On the same day, the mob ransacked the homes of the wealthy, released prisoners from jail, and went afield to Nogales and Necoxtla to burn and loot their company stores as well. By the end of the day, soldiers from nearby Oriziba had killed 18. Hundreds more had been arrested or chased into the surrounding hills.

==Repression==
Federal troops from Mexico City arrived on the 8th on the personal orders of Díaz. Six strike leaders were identified by evening and executed, on the smoking ruins of the company store, the next morning. Conservative casualty figures range from 50 to 70 dead, and hundreds wounded. The relatively liberal Herrera was replaced by a hardline army colonel Francisco Ruiz as jefe. Lurid accounts of railroad wagons being sighted laden with the bodies of dead workers were circulated by political enemies of the Díaz regime.

==Aftermath==
The Río Blanco incident became linked with the Cananea strike of June 1906 as two symbols of the Díaz administration's corruption, subservience to foreign interests, and civil repression. They became "household words for hundreds of thousands of Mexicans".

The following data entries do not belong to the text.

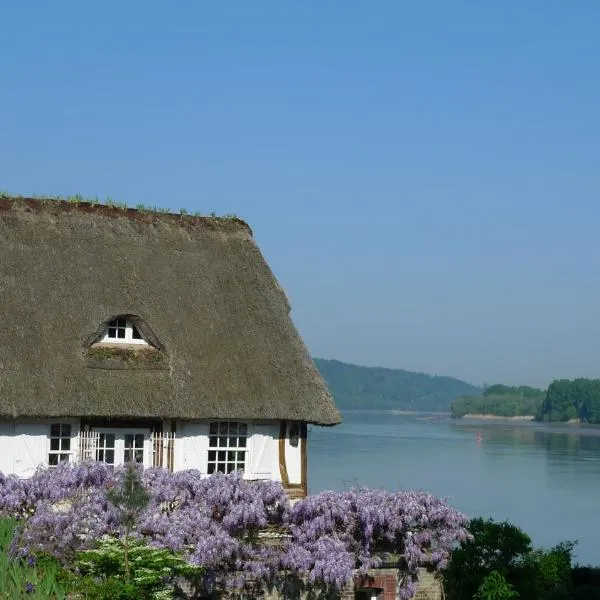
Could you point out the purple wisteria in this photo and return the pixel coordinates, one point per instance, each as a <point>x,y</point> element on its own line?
<point>243,532</point>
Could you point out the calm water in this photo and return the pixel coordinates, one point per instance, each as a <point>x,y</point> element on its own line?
<point>545,479</point>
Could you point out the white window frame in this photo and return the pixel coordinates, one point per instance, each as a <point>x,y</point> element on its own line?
<point>72,452</point>
<point>129,329</point>
<point>222,443</point>
<point>119,433</point>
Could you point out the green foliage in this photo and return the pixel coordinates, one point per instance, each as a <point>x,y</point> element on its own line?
<point>508,403</point>
<point>130,497</point>
<point>495,587</point>
<point>572,399</point>
<point>109,202</point>
<point>504,549</point>
<point>355,387</point>
<point>152,571</point>
<point>38,578</point>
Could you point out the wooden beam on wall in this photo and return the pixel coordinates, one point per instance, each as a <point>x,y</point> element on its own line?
<point>285,479</point>
<point>304,458</point>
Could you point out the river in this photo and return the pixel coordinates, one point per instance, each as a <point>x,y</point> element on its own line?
<point>543,478</point>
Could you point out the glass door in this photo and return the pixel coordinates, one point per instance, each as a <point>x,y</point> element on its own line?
<point>121,446</point>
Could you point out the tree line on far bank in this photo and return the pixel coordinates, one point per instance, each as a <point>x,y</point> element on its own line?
<point>564,400</point>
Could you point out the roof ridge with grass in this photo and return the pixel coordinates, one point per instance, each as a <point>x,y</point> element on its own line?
<point>224,345</point>
<point>112,208</point>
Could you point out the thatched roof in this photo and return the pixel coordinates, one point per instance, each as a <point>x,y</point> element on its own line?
<point>198,288</point>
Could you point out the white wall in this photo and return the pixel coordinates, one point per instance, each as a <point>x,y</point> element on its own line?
<point>7,438</point>
<point>193,449</point>
<point>264,451</point>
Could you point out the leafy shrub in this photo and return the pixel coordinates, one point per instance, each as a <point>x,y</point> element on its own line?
<point>506,550</point>
<point>38,579</point>
<point>150,573</point>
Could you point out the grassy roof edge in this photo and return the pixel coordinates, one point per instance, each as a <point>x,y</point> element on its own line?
<point>109,207</point>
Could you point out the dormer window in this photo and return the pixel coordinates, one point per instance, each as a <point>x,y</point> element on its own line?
<point>123,331</point>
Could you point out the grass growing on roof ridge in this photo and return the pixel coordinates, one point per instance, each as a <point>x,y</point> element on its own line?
<point>111,203</point>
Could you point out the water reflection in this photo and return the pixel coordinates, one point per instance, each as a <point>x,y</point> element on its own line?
<point>544,478</point>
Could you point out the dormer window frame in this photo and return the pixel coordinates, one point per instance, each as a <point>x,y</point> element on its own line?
<point>122,330</point>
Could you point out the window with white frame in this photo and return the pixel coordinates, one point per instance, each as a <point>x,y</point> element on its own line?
<point>227,446</point>
<point>123,331</point>
<point>60,444</point>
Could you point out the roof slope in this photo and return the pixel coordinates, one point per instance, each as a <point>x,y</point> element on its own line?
<point>200,288</point>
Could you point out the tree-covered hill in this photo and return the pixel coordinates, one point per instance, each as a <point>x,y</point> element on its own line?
<point>356,387</point>
<point>572,399</point>
<point>501,400</point>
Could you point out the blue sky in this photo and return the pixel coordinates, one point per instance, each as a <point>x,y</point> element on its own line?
<point>422,177</point>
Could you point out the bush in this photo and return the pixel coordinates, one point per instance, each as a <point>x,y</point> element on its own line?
<point>240,531</point>
<point>38,578</point>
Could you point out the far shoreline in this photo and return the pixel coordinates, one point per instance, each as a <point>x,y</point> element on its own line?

The national impact of the strike was significant in terms of damage to the image of the Diaz regime. However local conditions remained essentially unchanged. Within two days about 80% of the employees involved had returned to work and subsequent unrest soon subsided. A military garrison was established nearby but both government authorities and workers adopted a relatively passive stance during the remaining years before the outbreak of the 1910 Mexican Revolution.